The MyData network promotes a human-centric approach to personal data that combines industry needs for data with strong digital human rights. ”The data should flow but it should be protected. We are so-to-speak in favour of good data sharing,” Ropponen adds.
The Data Governance Act is the EU’s response to ensuring effective data flow and encouraging European actors on the market. Similarly, the UK is adopting its own data strategy, something that could jeopardise the trade deal with the EU.
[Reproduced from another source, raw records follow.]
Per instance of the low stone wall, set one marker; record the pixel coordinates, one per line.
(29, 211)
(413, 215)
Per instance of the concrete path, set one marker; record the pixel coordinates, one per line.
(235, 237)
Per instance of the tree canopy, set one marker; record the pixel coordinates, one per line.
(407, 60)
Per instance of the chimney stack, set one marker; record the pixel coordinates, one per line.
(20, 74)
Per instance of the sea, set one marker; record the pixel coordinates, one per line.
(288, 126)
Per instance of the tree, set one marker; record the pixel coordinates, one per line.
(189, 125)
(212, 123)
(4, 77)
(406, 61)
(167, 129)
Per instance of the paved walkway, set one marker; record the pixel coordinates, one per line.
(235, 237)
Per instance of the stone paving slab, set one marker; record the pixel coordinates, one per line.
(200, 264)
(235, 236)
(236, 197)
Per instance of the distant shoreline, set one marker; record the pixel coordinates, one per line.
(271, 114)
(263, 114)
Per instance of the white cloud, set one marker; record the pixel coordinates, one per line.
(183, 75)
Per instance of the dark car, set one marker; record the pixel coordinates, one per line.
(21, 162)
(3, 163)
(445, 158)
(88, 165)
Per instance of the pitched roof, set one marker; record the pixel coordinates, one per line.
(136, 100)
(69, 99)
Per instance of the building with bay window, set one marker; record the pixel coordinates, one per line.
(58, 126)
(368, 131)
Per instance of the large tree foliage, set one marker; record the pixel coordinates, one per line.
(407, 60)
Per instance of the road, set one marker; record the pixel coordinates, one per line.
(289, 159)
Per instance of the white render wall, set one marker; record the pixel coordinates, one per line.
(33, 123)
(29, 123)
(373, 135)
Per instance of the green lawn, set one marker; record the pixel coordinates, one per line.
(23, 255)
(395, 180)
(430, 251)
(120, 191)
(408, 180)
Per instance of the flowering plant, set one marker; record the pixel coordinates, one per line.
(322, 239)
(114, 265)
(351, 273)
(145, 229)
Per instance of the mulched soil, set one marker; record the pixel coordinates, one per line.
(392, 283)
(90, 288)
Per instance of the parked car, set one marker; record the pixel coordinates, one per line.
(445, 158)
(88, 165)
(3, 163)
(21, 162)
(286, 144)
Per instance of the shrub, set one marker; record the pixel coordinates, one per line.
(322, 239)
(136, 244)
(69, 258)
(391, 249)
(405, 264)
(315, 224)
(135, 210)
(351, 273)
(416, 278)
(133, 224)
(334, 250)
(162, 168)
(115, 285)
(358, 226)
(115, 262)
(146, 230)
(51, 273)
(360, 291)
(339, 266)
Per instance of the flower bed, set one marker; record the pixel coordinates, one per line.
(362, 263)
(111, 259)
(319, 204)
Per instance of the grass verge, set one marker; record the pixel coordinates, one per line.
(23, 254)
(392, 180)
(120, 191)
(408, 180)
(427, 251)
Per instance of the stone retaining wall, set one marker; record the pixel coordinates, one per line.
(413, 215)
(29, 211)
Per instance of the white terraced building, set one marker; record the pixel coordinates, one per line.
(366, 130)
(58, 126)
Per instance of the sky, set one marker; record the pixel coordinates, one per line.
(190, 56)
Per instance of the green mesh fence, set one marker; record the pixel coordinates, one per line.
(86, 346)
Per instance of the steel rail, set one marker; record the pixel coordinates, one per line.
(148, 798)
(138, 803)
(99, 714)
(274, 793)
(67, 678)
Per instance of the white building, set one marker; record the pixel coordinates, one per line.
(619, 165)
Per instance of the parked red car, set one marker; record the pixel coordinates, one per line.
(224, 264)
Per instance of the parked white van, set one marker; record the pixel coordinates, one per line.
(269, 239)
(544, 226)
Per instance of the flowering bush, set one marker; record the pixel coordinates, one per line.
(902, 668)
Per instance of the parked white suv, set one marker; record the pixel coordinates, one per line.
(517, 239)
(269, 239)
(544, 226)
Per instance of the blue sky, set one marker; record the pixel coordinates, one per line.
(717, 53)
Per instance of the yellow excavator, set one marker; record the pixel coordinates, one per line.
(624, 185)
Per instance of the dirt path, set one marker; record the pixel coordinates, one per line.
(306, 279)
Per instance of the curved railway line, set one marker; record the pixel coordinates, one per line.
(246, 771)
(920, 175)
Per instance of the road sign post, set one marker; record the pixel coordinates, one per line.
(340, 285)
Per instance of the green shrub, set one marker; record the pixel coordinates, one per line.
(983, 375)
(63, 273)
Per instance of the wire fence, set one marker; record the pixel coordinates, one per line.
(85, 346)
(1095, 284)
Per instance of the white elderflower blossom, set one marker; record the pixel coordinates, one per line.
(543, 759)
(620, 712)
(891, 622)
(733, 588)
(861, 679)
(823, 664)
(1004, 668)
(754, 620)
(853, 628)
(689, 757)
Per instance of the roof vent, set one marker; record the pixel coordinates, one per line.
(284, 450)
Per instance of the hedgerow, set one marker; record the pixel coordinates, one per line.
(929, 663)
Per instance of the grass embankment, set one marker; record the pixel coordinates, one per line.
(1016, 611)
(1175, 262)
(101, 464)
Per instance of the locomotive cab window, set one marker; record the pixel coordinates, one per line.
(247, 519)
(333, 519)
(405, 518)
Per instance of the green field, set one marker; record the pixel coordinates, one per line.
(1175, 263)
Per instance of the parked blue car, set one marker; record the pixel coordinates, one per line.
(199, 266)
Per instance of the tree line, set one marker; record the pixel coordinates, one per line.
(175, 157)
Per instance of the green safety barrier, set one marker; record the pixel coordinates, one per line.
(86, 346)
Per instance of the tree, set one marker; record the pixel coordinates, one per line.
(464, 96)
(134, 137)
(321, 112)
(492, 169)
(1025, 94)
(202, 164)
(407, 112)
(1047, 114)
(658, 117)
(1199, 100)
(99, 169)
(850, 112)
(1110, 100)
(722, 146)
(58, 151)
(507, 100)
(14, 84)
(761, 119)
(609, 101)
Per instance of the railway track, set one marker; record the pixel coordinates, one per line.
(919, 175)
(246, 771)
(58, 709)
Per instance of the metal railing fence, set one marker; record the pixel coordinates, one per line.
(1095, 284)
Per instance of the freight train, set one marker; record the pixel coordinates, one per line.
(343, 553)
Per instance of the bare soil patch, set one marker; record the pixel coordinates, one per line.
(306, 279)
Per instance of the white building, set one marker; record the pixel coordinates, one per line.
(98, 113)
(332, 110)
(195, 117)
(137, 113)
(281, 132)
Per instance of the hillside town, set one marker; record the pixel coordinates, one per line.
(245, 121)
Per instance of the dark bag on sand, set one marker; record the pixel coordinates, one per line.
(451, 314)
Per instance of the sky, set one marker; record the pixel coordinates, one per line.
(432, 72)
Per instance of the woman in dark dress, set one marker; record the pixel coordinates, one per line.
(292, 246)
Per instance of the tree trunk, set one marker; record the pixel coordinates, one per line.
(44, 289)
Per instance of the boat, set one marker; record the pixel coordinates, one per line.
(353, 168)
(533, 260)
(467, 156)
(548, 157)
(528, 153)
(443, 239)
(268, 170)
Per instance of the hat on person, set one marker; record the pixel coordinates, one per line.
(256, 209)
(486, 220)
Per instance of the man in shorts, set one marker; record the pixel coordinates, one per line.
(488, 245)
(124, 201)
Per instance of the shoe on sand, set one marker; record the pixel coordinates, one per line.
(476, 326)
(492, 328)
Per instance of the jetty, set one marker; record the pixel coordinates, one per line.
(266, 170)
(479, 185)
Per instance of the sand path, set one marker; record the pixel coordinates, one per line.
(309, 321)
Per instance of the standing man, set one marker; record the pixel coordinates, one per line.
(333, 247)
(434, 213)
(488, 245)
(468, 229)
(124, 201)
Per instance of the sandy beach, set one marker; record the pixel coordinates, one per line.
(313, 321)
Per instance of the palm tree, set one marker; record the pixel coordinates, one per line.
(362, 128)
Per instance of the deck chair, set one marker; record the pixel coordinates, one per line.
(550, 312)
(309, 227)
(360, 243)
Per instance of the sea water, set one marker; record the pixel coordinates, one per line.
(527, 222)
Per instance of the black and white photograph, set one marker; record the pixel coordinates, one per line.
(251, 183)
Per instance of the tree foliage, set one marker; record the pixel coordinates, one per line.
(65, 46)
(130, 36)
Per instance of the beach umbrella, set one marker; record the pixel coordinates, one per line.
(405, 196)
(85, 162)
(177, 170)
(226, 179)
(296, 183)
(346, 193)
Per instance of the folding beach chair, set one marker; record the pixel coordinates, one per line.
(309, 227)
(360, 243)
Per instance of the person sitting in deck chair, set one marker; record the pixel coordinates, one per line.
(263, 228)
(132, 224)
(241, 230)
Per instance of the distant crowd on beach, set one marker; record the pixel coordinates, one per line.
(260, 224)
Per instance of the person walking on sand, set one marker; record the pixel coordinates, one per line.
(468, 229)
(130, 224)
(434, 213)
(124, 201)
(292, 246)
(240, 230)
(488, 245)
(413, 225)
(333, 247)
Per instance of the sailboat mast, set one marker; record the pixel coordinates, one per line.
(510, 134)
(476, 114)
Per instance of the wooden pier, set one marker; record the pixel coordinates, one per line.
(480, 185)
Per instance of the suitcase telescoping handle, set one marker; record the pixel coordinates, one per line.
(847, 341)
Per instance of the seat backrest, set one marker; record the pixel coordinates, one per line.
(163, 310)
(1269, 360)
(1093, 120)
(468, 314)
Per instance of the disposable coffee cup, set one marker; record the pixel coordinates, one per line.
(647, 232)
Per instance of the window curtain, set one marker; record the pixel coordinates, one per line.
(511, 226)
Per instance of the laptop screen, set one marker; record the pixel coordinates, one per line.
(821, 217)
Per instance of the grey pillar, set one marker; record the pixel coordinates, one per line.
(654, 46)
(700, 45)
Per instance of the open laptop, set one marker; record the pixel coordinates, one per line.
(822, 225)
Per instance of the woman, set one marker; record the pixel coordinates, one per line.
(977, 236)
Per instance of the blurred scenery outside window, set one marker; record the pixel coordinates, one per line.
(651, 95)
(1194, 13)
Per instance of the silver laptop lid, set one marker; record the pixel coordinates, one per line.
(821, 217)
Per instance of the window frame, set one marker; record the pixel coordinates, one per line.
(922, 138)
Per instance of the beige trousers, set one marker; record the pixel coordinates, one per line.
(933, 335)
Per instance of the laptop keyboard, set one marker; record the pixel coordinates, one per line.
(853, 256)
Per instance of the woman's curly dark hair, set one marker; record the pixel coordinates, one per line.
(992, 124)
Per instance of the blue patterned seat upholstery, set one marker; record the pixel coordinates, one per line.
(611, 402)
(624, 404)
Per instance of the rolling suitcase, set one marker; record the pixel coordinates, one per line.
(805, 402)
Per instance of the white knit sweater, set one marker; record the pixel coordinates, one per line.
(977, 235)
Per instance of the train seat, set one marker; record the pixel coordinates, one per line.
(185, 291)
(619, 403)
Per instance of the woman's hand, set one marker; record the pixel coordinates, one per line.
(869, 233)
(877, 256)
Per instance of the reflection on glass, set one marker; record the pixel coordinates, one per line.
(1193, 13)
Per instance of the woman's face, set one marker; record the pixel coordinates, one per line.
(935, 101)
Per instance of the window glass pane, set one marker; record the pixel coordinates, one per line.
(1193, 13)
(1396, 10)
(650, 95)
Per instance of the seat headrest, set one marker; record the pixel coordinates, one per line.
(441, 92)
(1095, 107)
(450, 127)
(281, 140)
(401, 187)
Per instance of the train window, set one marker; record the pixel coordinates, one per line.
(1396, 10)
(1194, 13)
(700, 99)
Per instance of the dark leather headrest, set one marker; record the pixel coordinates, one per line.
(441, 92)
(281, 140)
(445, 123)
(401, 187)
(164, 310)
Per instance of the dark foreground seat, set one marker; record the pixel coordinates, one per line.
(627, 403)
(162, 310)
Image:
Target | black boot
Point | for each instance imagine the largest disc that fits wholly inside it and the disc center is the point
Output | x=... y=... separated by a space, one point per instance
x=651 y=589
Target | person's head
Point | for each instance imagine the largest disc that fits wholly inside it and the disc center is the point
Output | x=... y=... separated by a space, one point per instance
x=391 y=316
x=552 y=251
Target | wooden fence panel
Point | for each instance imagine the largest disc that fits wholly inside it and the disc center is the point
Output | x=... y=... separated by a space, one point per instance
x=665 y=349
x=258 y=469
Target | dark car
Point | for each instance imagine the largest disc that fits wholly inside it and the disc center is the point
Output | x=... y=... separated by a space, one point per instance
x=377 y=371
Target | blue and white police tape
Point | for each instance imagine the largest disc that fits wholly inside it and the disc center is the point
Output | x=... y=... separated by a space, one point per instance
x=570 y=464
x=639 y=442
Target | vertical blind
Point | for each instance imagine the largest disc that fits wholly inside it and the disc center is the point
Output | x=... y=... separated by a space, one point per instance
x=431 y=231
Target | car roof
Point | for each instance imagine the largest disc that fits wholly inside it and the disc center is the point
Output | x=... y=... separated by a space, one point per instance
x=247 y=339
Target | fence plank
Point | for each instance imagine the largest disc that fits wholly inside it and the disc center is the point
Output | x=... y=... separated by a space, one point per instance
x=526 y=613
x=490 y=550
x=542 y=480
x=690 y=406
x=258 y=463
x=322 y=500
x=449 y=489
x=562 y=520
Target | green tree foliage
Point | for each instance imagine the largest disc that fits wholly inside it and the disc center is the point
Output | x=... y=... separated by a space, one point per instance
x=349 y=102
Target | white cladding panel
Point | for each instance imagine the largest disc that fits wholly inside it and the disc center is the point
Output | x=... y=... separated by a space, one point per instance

Other acts that are part of the EU’s data strategy deal with digital services as a regulation of the online platform economy, which is due next week, and, in January, one on the use of data and data-sharing. The draft Digital Services Act is the Commission’s way of tackling the American tech giants that so far have been under investigation for abusing their dominance on the markets and for breaching anti-trust rules.
What follows next is the process of debating data governance in the European Parliament and adapting the text until its adoption as a legally binding regulation.